Okay, I exited X and from a tty did rmmod radeon. It produced the same error in dmesg than it does on 3.13, see attached file...

Then with modprobe radeon I got the GPU lockup CP stall for more than 10000msec, but interestingly only once and then it worked.

The radeon gpu was at DynOff then.

As soon as I started X, the gpu was powered on to DynPwr again. Not even configured as provideroffloadsink or so, just the X startup and presumably hardware detection powered it up and it does not go back to DynOff.

But again, knowing that runpm itself works without errors is encouraging.
Comment 8 Christoph Haag 2013-12-24 15:45:59 UTC
Created attachment 119501 [details]
rc5 with starting X (~line 1811) and trying to render something

rc5 with these patches now: http://lists.freedesktop.org/archives/dri-devel/2013-December/050902.html

I'm not sure what I can do more without getting into trying to debug kernel code of which I know nothing...

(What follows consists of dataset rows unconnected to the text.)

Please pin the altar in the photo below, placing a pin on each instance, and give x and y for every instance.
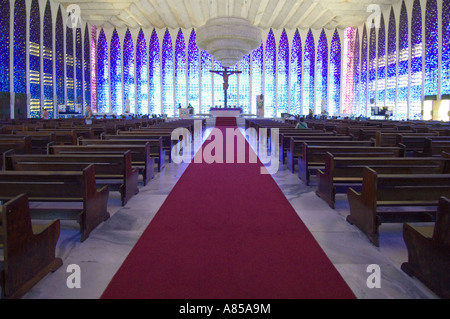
(225, 112)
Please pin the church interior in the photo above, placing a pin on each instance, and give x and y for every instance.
(225, 150)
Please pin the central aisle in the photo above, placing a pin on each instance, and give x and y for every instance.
(226, 232)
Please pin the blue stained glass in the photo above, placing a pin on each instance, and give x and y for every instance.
(116, 74)
(391, 76)
(129, 87)
(270, 75)
(364, 68)
(154, 80)
(35, 60)
(193, 73)
(296, 75)
(218, 95)
(180, 70)
(257, 75)
(401, 112)
(415, 95)
(78, 69)
(141, 74)
(372, 84)
(168, 106)
(283, 75)
(102, 73)
(20, 47)
(48, 60)
(381, 81)
(4, 47)
(59, 59)
(309, 72)
(321, 73)
(335, 74)
(87, 67)
(70, 71)
(356, 76)
(245, 84)
(445, 73)
(432, 49)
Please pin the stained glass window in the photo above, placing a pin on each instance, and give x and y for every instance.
(348, 71)
(335, 75)
(4, 47)
(257, 75)
(415, 100)
(48, 60)
(309, 72)
(270, 75)
(180, 70)
(381, 76)
(141, 74)
(87, 67)
(116, 74)
(167, 75)
(296, 75)
(391, 76)
(363, 81)
(283, 75)
(35, 60)
(321, 73)
(372, 84)
(129, 87)
(78, 69)
(70, 71)
(245, 84)
(445, 73)
(403, 66)
(102, 73)
(432, 49)
(357, 74)
(59, 59)
(154, 80)
(20, 47)
(193, 73)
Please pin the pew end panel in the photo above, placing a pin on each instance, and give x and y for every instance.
(29, 250)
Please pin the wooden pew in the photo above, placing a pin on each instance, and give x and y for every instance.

Not really a change with rc5, but I think when starting X the lockups go away (not really sure). When trying to render something with DRI_PRIME=1 however, it locks up a bit harder and can't recover apparently because when trying to start another opengl program, it'll just segfault.

rmmod radeon still creates problems that lock up the cpus and prevent proper rebooting etc.




With runpm=0 it's not really good either at the moment. For example the Distance alpha causes a lockup too and after that lockup glxgears says

$ DRI_PRIME=1 glxgears -info
radeon: Failed to allocate virtual address for buffer:
radeon:    size      : 4352 bytes
radeon:    alignment : 4096 bytes
radeon:    domains   : 4
radeon:    va        : 0x0000000000800000
radeon: Failed to allocate virtual address for buffer:
radeon:    size      : 4352 bytes
radeon:    alignment : 4096 bytes
radeon:    domains   : 4
radeon:    va        : 0x0000000000800000
[1]    2915 segmentation fault (core dumped)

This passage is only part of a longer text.